Watch Mode

Overview

During development, GQLForge can monitor your configuration files for changes and automatically restart the server when modifications are detected. This eliminates the need to manually stop and restart the server each time you edit your schema.

How It Works

When watch mode is active, GQLForge observes the configuration files passed to the start command. If any of those files are modified, the server performs the following steps:

  1. Detects the file change event.
  2. Re-reads and validates the updated configuration.
  3. Rebuilds the execution plan from the new schema.
  4. Restarts the server with the updated configuration.

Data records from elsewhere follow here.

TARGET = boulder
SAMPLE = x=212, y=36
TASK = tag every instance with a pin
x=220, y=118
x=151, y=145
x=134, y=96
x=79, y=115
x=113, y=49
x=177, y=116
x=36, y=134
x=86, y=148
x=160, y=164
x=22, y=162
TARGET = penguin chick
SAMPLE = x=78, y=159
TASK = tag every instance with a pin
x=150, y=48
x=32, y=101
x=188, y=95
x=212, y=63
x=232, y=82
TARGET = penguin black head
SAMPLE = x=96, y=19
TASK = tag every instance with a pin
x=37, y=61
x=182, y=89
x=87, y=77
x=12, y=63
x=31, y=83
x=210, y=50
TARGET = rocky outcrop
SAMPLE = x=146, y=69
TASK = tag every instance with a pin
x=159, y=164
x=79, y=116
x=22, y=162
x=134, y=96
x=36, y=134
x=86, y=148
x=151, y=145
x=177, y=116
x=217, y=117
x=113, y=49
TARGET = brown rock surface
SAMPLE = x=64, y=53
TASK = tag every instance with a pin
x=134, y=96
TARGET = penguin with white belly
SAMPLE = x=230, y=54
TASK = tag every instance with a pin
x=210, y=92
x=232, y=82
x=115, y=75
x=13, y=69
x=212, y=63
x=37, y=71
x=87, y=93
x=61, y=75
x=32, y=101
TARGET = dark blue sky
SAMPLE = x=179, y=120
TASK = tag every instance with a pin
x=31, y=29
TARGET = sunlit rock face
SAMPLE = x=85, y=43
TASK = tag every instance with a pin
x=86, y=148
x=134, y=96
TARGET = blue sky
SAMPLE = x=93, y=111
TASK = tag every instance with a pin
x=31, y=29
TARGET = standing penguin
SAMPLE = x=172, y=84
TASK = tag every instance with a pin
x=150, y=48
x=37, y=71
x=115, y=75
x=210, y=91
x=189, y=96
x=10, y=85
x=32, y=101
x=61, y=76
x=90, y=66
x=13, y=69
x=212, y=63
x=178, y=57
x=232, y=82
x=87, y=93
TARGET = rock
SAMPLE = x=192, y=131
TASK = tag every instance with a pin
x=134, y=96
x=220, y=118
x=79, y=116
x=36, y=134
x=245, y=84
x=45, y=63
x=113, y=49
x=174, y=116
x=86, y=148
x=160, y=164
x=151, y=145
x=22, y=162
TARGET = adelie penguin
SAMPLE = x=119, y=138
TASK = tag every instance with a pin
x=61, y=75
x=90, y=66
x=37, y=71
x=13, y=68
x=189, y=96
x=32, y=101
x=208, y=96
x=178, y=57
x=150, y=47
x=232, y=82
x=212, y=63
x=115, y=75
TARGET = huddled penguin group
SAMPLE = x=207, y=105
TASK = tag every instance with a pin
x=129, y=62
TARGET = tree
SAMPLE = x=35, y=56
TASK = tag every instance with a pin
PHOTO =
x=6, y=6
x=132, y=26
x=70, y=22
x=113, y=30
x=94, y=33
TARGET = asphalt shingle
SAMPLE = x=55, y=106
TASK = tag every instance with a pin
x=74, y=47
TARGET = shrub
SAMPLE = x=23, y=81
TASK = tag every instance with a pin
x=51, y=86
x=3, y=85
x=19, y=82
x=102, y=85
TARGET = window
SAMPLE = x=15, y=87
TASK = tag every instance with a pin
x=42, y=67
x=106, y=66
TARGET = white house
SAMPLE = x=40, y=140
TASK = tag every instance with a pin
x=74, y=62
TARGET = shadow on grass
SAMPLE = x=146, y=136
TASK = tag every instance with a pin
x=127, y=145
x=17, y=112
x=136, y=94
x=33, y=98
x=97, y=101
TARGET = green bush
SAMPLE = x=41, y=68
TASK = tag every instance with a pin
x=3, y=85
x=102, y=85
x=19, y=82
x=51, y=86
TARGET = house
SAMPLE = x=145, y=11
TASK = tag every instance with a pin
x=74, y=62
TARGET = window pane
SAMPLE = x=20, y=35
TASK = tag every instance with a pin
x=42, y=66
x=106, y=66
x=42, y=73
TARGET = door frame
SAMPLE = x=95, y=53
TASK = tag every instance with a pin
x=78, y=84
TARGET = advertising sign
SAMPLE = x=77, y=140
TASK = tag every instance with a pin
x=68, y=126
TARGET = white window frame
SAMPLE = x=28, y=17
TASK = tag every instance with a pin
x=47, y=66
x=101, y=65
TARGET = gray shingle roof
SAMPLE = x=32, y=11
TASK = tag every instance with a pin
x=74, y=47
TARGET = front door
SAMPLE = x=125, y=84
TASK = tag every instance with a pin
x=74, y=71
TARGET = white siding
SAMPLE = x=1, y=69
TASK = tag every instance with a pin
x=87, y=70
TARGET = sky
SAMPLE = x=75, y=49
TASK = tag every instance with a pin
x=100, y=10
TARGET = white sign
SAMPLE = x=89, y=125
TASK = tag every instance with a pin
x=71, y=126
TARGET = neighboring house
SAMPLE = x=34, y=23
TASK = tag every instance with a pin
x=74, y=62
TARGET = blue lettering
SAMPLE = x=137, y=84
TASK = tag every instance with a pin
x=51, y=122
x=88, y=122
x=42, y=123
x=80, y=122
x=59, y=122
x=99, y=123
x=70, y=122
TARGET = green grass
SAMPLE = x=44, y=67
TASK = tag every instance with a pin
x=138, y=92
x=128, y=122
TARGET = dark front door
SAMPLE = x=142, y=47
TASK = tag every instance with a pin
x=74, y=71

If the new configuration contains errors, GQLForge reports them in the terminal and continues running with the previous valid configuration.

Usage

Watch mode can be enabled through the @server directive in your configuration:

schema @server(port: 8000) {
  query: Query
}

When enabled, any saved change to your .graphql files triggers an automatic reload.

Development Workflow

A typical development cycle with watch mode:

  1. Start the server:

    gqlforge start ./app.graphql
    
  2. Open the GraphQL Playground at http://localhost:8000.

  3. Edit your app.graphql file in your editor. For example, add a new field:

    type Query {
      posts: [Post] @http(path: "/posts")
      users: [User] @http(path: "/users") # newly added
    }
    
  4. Save the file. The server reloads automatically.

  5. Switch to the Playground and run your new query immediately.

Linked Files

If your configuration uses the @link directive to import other files, changes to those linked files also trigger a reload:

schema @server(port: 8000) @link(type: Config, src: "./users.graphql") {
  query: Query
}

Editing users.graphql causes the server to reload, just as editing the main file would.

Notes

  • Watch mode is intended for local development. For production deployments, use a standard gqlforge start without file watching.
  • Only files referenced by the configuration (directly or through @link) are monitored.
  • The reload preserves the server port, so no client-side changes are needed after a restart.